Da zaubert mir meine Tante Mirtel mit ihren Rauchwolken ein neues Bild. Wieder sehe ich Walburg. Sie trägt eine Wickelschürze, steht barfuß in Holzpantoffeln in der Waschküche. Sie verteilt die Schäffchen rund um den Kessel. Sie heizt den Kessel. Kübelweise schüttet sie die siedend heiße Lauge in die einzelnen Schäffchen. Der Lkw des Reichsarbeitsdienstes fährt vor. Zwei Männer springen von der Ladefläche, zwei Männer laden ab: körbeweise Fußlappen, körbeweise Unterhosen, körbeweise Hemden. Singend tragen die Männer die Körbe in Walburgs Waschküche. Die Reihen dicht geschlossen. Und noch einen Korb. Blüht ein Blümelein. Und das heißt. Noch einen Korb und noch einen. Eeerika. Schon widersteht es der Walburg. Schon springen die Männer auf den Lkw zurück, schon biegt er aus dem Hof. Stein auf Stein. Das Häuschen wird bald fertig sein. Die Holzpantinen klopfen. Schritt für Schritt. Und die erste und die zweite Hypothek. Zeigt her eure Füßchen, singen die Holzpantinen, zeigt her eure Schuh, wir schauen den fleißigen. Wir Wiener Weiber. Wenn wir wüssten.

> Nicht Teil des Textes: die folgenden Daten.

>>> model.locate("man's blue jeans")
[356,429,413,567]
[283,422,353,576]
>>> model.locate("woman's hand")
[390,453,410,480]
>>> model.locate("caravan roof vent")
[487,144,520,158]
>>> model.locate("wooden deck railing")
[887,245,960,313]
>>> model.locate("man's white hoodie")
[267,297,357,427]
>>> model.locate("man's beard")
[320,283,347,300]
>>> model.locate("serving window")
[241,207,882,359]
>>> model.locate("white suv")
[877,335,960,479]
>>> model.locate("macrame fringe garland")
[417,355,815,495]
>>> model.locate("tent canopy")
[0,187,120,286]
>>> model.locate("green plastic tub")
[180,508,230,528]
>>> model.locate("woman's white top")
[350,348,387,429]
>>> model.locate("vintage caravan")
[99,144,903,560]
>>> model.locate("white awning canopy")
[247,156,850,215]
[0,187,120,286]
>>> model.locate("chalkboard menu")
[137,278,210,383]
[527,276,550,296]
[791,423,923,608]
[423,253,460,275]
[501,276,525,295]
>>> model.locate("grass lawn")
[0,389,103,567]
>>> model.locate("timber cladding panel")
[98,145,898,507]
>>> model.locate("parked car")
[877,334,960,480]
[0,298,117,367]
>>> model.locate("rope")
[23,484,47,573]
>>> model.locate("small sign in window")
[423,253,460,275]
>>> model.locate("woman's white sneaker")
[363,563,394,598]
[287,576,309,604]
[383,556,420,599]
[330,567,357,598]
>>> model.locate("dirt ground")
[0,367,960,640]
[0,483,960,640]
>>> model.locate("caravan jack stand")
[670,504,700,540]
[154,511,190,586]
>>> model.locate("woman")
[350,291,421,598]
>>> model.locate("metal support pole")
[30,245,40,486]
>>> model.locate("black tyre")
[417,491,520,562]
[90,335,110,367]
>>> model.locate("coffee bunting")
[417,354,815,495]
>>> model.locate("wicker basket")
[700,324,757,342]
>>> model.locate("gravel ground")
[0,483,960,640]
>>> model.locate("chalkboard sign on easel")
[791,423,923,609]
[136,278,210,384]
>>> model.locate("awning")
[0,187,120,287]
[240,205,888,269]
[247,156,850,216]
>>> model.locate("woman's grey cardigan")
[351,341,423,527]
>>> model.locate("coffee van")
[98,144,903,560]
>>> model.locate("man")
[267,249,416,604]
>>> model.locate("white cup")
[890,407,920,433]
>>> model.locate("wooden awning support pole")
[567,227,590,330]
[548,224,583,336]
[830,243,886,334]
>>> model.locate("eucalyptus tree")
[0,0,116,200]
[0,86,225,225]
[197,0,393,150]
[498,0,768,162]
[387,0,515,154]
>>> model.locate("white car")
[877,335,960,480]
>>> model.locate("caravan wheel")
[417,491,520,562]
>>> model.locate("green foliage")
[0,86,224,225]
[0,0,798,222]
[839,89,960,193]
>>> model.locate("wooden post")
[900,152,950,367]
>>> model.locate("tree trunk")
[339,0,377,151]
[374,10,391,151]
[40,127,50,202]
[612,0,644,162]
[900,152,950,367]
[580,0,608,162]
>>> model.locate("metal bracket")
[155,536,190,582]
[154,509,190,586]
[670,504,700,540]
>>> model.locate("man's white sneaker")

Nur ganz leicht drehen sich die Rauchkringel des Zigarillos meiner Tante Mirtel. Und nur ganz zufällig wickelt sich die Wickelschürze nicht um Walburg, um die sie schon gewickelt ist größtenteils, nur ganz beiläufig ist da noch ein Stück Wickelschürze ohne Beschäftigung, nur ganz nebenher entdeckt dieses sich langweilende Stück Wickelschürze, nur ganz nebenbei und beiläufig und zufällig und ohne Absicht und ohne, ganz und gar ohne an etwas Böses zu denken wickelt sich ein Stück Wickelschürze um eine Entdeckung. Diese Entdeckung für die Wickelschürze heißt Holzgriff. Der Holzgriff gehört einem Waschschaff. Das Waschschaff steht auf einem Holzbock. Der Holzbock sieht aus wie ein Kreuz. Der du für uns das schwere Kreuz getragen hast. Die Wickelschürze wickelt sich. Sie wickelt sich eins, zwei, drei um einen Holzgriff eines Waschschaffs. In dem Waschschaff auf dem Holzbock schwimmt Lauge. Die Lauge ist für die Fußlappen des Reichsarbeitsdienstes. Die Fußlappen stinken. Der Walburg ist schon wieder schlecht. Weil die Fußlappen stinken, muss die Lauge kochen. Ergo: In dem Waschschaff auf dem Holzbock, der du für uns das schwere Kreuz, schwimmt siedend heiße, kochend heiße Lauge. Selbstverständlich für die Fußlappen. Selbstverständlich gegen den Gestank der Fußlappen. Die Wickelschürze wickelt sich um den Holzgriff. Sie hält ihn fest, denn ein Griff ist dazu da, um festgehalten zu werden oder um beim Wegtragen des Waschschaffes behilflich zu sein, ganz unabhängig davon, ob das Waschschaff mit heißer Lauge oder mit kaltem Wasser oder überhaupt nicht gefüllt ist. Die Wickelschürze besteht auf dem Wickeln und auf dem Wegtragen, der Holzgriff verhält sich so, wie sich ein Holzgriff verhält.